Desarrollo y validación preclínica de apósito inteligente, activo y bacteriostático que acelera la cicatrización en lesiones crónicas por presión.
Este proyecto tiene como objetivo crear y probar un apósito inteligente, activo y bacteriostático para tratar lesiones crónicas por presión (LPP) de los tipos III y IV. El apósito combina un material flexible y transparente, una capa activa de polímero sensible al pH, microarrugado, capaz de inhibir la colonización bacteriana, mientras favorece el crecimiento celular y, por ende, la cicatrización. La iniciativa incluye el prototipado y la validación preclínica y clínica a escala piloto, con el objetivo de ofrecer una solución innovadora y más eficaz que los apósitos convencionales.
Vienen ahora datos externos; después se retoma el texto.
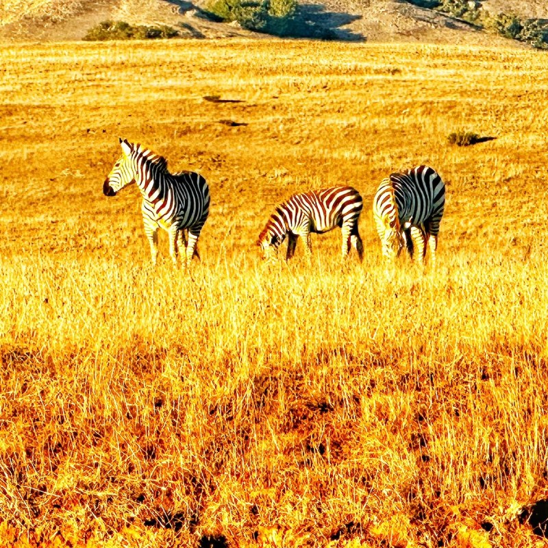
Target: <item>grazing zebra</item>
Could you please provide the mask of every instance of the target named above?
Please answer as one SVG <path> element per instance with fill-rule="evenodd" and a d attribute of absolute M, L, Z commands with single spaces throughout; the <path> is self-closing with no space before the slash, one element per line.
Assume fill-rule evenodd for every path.
<path fill-rule="evenodd" d="M 120 144 L 123 153 L 105 179 L 103 194 L 115 196 L 127 185 L 136 183 L 142 197 L 142 221 L 153 263 L 158 253 L 159 227 L 169 235 L 173 262 L 177 264 L 177 250 L 182 253 L 184 248 L 186 260 L 192 260 L 198 255 L 195 246 L 210 210 L 206 179 L 192 171 L 171 174 L 164 158 L 125 139 L 120 139 Z"/>
<path fill-rule="evenodd" d="M 364 247 L 358 232 L 358 221 L 363 207 L 360 193 L 351 186 L 336 186 L 293 195 L 276 208 L 259 236 L 258 245 L 266 257 L 277 252 L 288 235 L 286 260 L 295 251 L 300 236 L 306 245 L 306 254 L 312 252 L 310 233 L 321 234 L 340 227 L 342 230 L 342 256 L 348 255 L 351 245 L 363 258 Z"/>
<path fill-rule="evenodd" d="M 382 254 L 394 258 L 407 247 L 422 262 L 427 244 L 432 262 L 445 206 L 445 185 L 431 167 L 393 173 L 379 186 L 373 203 Z"/>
El proyecto aborda un problema grave y creciente de salud pública: las lesiones crónicas por presión (comúnmente conocidas como escaras), que presentan alta tasa de infección, lenta cicatrización, elevados costos hospitalarios y un significativo impacto en la calidad de vida de los pacientes; es decir, el proyecto busca mejorar el manejo de este tipo de heridas a través de una tecnología más eficaz, segura y adaptable al estado real de la lesión.
Propone una solución innovadora frente a los apósitos convencionales, que suelen ser pasivos y poco eficaces contra infecciones persistentes.
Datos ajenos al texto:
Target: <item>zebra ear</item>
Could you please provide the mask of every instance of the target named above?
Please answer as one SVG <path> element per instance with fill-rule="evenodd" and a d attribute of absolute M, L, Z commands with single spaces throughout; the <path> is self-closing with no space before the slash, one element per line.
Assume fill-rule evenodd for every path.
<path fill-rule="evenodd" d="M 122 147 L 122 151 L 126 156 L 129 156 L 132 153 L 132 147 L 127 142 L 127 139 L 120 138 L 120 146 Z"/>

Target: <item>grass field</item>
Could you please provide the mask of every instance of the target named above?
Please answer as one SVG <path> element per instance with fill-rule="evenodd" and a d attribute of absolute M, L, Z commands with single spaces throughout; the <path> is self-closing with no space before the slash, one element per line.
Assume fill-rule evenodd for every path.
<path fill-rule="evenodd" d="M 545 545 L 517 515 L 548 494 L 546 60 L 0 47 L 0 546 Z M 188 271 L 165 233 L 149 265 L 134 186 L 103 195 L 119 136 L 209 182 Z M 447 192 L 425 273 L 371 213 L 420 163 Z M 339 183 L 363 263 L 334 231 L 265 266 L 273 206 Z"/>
Reduce el riesgo de colonización bacteriana y de formación de biofilms sin recurrir a antibióticos, lo que ayuda a enfrentar la resistencia bacteriana.
Acelera la cicatrización al favorecer un medio ambiente adecuado para la regeneración tisular.
Disminuye tiempos de hospitalización y costos asociados, especialmente en pacientes con movilidad reducida o en UCI.
Tiene alto potencial de transferencia clínica, impactando directamente en la calidad y seguridad de la atención en salud.
Impacto clínico, social, económico y tecnológico, ya que ofrece una solución efectiva y sostenible para un problema sanitario de alta prevalencia y alto costo, con beneficios directos para pacientes, instituciones de salud y la industria biomédica. El sistema propuesto es, además, altamente transferible al sector clínico, lo que generará un impacto mucho más directo.